Thursday, August 28, 2008

An entertaining, mostly non-academic lunch with Acosta-Alzuru, Fink, Hollander and Hume (delayed by committee meeting, which is darn close to "delayed by death"). 

Lots of talk of apples. Preferred apples, heirloom apples, saving apples for later, the best age for apple trees and the heartbreak that an apple tree will put you through. (Fink, mostly, on that last one.)

Things we learned:
  • Fink believes apple trees do best along treelines
  • If a tree splits and the branches spike into the ground, they can root and continue to grow
  • Apples are not grown in Venezuela, and all those imported are "red"
  • Johnson prefers Empire apples, occasionally available at Publix now (which the author knew, being Johnson himself)
  • Hollander ate some sort of small, sour green apples as a child (no comments, please)
Lemon bar update: I failed to comment on last week's lemon bar which was, perhaps, the finest lemon bar I have ever consumed at the faculty center.
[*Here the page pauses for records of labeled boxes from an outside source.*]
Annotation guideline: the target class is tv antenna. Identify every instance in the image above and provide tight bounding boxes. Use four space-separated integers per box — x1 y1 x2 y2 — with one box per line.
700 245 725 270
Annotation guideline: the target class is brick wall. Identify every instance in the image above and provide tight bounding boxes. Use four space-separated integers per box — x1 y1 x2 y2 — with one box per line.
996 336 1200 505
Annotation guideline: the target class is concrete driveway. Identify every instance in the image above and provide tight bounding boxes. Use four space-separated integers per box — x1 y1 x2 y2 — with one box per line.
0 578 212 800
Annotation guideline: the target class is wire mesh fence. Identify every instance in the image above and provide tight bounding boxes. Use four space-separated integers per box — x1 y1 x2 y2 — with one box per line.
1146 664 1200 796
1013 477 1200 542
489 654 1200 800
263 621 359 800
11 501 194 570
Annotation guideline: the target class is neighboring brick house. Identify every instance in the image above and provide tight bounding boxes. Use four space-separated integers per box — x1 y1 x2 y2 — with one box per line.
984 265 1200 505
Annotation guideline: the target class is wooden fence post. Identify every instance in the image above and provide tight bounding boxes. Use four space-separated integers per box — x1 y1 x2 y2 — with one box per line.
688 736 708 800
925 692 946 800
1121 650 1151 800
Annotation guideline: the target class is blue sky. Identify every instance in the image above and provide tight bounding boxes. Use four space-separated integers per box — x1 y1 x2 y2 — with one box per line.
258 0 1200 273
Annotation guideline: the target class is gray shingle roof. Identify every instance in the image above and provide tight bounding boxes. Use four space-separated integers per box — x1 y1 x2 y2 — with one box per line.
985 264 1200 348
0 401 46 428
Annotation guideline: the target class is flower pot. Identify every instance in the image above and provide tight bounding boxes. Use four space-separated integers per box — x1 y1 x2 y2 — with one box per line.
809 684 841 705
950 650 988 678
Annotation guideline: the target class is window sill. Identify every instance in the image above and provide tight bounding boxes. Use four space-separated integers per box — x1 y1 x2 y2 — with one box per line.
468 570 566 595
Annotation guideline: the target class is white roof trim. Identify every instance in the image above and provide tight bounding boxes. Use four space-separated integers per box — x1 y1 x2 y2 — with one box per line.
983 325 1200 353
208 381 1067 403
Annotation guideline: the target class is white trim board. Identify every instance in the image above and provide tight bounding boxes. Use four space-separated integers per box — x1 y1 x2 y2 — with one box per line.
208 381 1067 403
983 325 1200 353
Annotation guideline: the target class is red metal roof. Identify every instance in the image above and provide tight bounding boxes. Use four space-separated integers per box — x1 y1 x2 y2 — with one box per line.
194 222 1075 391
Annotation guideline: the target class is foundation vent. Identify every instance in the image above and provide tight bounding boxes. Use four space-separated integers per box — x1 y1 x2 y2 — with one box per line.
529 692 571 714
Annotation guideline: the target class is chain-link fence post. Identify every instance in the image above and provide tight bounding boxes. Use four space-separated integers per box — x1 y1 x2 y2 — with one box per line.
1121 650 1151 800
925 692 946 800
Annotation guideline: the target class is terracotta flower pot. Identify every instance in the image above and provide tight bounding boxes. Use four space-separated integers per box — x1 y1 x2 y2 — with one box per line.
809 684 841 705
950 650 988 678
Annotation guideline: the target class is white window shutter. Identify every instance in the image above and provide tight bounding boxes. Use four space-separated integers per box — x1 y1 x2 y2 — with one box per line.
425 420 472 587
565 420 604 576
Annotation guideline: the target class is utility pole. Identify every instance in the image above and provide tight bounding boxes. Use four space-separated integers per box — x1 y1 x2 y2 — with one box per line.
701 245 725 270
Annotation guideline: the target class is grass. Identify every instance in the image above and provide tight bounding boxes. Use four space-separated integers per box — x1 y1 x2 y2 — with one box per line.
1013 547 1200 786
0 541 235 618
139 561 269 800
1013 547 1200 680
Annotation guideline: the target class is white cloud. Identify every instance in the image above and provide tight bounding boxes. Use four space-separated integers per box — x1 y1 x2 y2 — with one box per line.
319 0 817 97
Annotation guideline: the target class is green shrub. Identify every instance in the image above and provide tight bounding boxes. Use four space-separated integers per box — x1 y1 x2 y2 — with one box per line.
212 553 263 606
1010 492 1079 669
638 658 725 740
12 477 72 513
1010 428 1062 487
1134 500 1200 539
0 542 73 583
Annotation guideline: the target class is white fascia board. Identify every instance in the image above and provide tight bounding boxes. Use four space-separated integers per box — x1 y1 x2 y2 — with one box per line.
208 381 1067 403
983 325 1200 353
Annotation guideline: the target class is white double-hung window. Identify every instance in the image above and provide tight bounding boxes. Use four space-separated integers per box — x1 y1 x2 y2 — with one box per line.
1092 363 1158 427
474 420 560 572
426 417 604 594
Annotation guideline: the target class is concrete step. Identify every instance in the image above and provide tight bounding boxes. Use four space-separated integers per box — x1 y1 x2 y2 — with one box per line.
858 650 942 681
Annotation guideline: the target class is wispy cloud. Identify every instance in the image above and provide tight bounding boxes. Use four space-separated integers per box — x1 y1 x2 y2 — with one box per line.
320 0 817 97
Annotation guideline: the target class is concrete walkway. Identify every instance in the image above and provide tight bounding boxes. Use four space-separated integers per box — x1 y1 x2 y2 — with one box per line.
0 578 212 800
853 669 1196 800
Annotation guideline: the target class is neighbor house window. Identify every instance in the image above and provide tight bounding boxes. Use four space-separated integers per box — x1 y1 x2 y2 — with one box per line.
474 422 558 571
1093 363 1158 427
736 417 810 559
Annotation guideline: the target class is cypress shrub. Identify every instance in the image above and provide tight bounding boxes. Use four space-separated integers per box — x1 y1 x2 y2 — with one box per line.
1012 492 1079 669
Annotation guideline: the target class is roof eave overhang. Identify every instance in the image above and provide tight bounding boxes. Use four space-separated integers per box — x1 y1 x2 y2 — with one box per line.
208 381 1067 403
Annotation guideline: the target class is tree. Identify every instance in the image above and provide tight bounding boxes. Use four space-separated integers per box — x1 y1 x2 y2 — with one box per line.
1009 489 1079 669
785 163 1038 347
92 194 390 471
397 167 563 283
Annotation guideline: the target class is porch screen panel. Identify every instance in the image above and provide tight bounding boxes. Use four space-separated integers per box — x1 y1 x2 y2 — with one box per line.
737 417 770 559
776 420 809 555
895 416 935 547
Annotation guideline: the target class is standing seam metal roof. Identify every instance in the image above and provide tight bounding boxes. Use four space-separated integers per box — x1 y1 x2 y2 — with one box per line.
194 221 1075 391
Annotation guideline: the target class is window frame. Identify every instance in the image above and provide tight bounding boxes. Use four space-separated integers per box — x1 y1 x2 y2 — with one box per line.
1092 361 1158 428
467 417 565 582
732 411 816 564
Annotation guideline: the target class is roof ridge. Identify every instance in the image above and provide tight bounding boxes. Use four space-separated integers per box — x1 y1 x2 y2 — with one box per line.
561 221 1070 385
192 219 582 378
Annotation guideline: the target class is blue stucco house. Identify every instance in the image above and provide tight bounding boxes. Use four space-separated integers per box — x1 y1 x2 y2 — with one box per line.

It had a nice, sponge-cake like consistency with wafting overtones of lemonicity. Far superior to the gelatinous creations we consumed last semester.
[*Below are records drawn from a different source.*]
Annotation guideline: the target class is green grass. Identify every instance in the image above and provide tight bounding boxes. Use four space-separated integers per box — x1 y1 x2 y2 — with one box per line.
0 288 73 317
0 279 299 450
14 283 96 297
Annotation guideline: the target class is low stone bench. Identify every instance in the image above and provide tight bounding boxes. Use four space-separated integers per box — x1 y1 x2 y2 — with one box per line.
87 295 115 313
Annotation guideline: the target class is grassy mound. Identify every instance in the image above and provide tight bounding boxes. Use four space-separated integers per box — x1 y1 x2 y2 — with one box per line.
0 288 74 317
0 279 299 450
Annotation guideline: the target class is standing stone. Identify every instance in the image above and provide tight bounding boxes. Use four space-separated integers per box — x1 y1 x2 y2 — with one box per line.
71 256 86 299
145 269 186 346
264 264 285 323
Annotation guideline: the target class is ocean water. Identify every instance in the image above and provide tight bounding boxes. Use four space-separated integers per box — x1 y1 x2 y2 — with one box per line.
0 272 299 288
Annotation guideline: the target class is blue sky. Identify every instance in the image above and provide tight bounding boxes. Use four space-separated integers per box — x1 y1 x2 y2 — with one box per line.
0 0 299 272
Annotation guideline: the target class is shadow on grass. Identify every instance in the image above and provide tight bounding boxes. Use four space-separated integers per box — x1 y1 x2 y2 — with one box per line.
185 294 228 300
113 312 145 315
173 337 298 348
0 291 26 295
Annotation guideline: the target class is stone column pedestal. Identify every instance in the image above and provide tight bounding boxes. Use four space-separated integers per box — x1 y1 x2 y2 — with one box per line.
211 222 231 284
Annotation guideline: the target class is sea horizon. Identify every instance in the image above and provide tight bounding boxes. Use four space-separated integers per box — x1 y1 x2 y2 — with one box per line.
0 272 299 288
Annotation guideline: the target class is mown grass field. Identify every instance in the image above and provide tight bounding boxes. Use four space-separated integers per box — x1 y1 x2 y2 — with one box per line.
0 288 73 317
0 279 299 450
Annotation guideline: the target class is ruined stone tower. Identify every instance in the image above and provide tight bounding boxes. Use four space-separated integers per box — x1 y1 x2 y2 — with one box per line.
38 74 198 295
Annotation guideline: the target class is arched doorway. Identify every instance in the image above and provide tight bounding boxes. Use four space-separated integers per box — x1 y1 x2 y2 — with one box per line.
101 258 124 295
This weeks again had a decent consistency, though perhaps slightly more dense than last weeks, but had hidden pockets of lemon situated quite far from the edges. Some discussion on how they managed to center the lemonicity in a bar cut from a pan. 

1 comment:

Hollander said...

I dunno how they manage the lemon bar trick, but it probably has something to do with heirloom apples.

And yes, I ate sour green apples as a child. Nuff said.